Did you know you can query data from AWS S3 into Power BI?
I really enjoy a good challenge, and with my customer they have all their data stored in AWS S3. Whilst there is no native connector, I thought there must be a way for me to get the data from AWS S3 into Power BI.
I did a bit of Googling and could not find any suitable solution. I also found and learnt that I could use AWS Athena to query the data living in S3. (I am definitely NOT an expert of have a lot of knowledge in the AWS space. I am fortunate that I have other people who know AWS and were able to setup, configure and give me the details to connect to S3 via AWS Athena)
Below are the steps on how I got this working.
Connection Details required
Before I could complete the steps below, I did require the following information from the people who had setup AWS Athena
- AWS Region
- Schema
- Workgroup
- S3 Output Location
- Encryption Options
- User (Access Key ID)
- Password (Secret Access Key)
Installation and configuration of Athena ODBC Driver
The first step is to download and install the driver from the link below.
NOTE: You can find the latest version of the driver here: Connecting to Amazon Athena with ODBC
Configured 64bit ODBC using the Simba Athena Driver
-
Opened the ODBC Data Source Administrator (64-bit)
-
Clicked on Simba Athen and then configure
-
I then put in the following details
- AWS Region
- Schema
- Workgroup
- S3 Output Location
- Encryption Options
-
-
Next, I needed to update the Authentication Options for the authentication
- The user (in my working example was called the “Access Key ID”

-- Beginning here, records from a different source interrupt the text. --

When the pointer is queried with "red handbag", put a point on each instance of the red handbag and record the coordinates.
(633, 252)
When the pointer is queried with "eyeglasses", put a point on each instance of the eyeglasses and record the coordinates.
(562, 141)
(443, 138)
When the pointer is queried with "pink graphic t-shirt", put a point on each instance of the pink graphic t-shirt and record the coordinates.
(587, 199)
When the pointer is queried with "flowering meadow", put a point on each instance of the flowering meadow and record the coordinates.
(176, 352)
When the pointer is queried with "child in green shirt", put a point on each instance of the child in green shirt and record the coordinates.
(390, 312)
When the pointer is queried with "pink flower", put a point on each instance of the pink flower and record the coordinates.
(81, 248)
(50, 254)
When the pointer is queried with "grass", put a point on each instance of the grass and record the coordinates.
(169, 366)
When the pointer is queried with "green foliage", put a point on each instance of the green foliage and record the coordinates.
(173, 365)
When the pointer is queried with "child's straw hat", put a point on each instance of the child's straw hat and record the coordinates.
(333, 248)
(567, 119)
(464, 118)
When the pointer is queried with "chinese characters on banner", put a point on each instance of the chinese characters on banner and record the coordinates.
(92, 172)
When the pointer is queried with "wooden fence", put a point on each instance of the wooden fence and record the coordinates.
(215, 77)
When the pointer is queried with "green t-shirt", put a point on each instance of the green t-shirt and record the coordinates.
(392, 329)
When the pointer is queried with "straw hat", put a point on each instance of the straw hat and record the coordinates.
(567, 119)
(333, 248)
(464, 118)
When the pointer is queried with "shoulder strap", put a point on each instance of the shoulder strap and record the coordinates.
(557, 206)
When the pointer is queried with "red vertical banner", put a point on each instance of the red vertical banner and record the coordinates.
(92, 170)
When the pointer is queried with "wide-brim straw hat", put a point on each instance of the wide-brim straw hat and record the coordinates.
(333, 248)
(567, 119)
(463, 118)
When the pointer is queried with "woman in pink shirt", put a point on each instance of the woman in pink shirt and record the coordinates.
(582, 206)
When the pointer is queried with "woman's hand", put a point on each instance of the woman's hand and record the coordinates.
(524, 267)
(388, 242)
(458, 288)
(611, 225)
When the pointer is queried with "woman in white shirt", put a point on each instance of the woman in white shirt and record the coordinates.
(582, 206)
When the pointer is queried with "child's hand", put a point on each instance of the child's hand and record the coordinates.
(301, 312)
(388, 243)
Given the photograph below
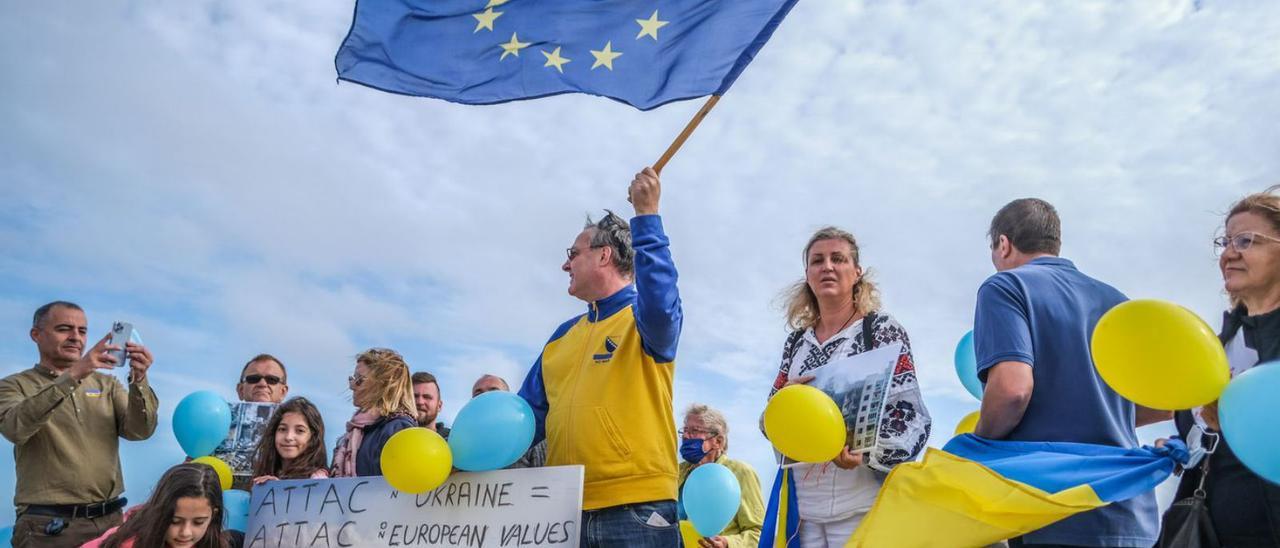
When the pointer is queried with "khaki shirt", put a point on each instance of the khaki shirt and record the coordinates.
(67, 435)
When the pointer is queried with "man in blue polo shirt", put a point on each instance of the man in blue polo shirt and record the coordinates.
(1032, 330)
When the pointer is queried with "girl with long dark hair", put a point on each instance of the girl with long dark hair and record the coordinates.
(293, 444)
(184, 511)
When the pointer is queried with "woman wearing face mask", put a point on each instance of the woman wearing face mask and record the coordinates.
(704, 439)
(1244, 508)
(184, 511)
(835, 313)
(293, 444)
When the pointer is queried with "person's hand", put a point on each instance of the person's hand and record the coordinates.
(97, 357)
(1210, 415)
(644, 192)
(713, 542)
(140, 360)
(848, 460)
(801, 379)
(260, 480)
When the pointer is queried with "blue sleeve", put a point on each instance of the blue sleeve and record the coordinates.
(1001, 328)
(658, 313)
(534, 389)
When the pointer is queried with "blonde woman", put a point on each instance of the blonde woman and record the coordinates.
(835, 314)
(384, 405)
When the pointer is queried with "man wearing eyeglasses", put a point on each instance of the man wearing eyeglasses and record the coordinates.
(263, 380)
(602, 387)
(263, 386)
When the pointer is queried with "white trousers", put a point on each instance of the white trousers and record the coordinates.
(832, 534)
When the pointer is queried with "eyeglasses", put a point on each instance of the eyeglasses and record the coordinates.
(572, 252)
(1240, 242)
(270, 379)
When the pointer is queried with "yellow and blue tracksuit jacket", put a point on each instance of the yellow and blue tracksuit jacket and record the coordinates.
(602, 387)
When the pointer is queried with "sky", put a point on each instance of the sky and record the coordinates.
(195, 168)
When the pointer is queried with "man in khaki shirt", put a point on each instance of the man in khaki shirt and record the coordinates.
(65, 419)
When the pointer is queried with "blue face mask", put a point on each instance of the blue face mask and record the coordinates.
(693, 451)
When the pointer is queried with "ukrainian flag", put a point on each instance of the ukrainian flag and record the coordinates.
(977, 492)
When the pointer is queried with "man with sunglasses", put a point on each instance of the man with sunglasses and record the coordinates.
(263, 386)
(263, 380)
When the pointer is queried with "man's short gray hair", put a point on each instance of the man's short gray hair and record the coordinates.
(42, 313)
(615, 233)
(714, 420)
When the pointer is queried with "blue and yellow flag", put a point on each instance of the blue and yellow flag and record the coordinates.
(644, 53)
(977, 492)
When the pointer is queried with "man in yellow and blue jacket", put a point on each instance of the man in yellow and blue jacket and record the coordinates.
(602, 387)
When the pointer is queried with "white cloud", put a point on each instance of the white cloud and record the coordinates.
(193, 165)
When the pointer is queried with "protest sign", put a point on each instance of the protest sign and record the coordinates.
(524, 507)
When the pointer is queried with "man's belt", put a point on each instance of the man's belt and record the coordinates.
(74, 511)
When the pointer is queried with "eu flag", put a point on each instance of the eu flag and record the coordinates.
(644, 53)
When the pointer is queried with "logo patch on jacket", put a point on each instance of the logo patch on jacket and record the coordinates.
(609, 346)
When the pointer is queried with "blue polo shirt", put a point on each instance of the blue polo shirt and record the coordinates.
(1042, 314)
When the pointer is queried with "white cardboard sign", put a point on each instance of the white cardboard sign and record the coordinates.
(520, 508)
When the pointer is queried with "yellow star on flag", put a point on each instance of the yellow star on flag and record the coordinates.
(650, 26)
(553, 59)
(606, 56)
(485, 19)
(512, 48)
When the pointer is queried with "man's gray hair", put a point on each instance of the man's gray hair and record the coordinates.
(714, 420)
(42, 313)
(615, 233)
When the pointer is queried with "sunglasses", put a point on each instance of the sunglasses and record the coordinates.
(270, 379)
(1240, 242)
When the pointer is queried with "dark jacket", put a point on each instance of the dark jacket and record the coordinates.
(369, 457)
(1244, 507)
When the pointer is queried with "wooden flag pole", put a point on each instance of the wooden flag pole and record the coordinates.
(684, 136)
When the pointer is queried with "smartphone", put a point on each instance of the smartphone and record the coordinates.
(122, 332)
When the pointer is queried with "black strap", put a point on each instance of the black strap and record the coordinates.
(868, 327)
(73, 511)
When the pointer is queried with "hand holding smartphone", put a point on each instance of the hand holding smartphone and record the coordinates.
(122, 332)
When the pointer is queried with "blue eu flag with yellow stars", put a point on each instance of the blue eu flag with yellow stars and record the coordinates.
(644, 53)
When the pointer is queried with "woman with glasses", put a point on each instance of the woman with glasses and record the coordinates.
(384, 405)
(1244, 507)
(835, 315)
(704, 439)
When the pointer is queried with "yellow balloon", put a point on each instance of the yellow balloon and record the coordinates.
(416, 460)
(804, 424)
(224, 473)
(968, 424)
(1160, 355)
(689, 534)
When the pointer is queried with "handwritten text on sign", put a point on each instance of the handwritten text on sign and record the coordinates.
(525, 507)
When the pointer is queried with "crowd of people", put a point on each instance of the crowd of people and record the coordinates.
(602, 392)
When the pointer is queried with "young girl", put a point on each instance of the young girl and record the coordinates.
(295, 446)
(184, 511)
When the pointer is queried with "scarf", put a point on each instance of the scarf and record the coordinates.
(344, 455)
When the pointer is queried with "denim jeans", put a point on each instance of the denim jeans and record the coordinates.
(631, 525)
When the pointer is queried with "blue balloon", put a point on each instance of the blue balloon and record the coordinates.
(492, 430)
(967, 365)
(201, 421)
(1247, 411)
(236, 510)
(712, 496)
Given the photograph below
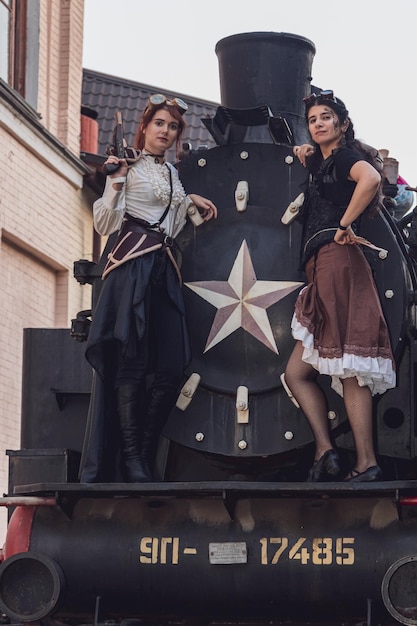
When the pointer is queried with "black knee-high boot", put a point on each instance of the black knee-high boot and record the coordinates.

- The password (in my working example was called “Secret Access Key”)
-
The final step in order to Power BI to query the data efficiently was to then click on Advanced Options
- I changed the Rows to Fetch Per Block to be 1000
- I then removed the tick from “Use Resultset Streaming”
-
Once I had put in all the details, I then clicked on Test . . . to test and make sure that the connection was successful.
- And it was successful
Connecting to Athena in Power BI Desktop
Below are the steps to connect to Athena in Power BI Desktop
-
I opened Power BI Desktop, then clicked on Get Data and selected ODBC
-
On the From ODBC Source I clicked on the Data source name (DSN) and selected Simba Athena
- I then clicked Ok
-
On the ODBC Driver window, I clicked on Database and put in the following
- The user (in my working example was called the “Access Key ID”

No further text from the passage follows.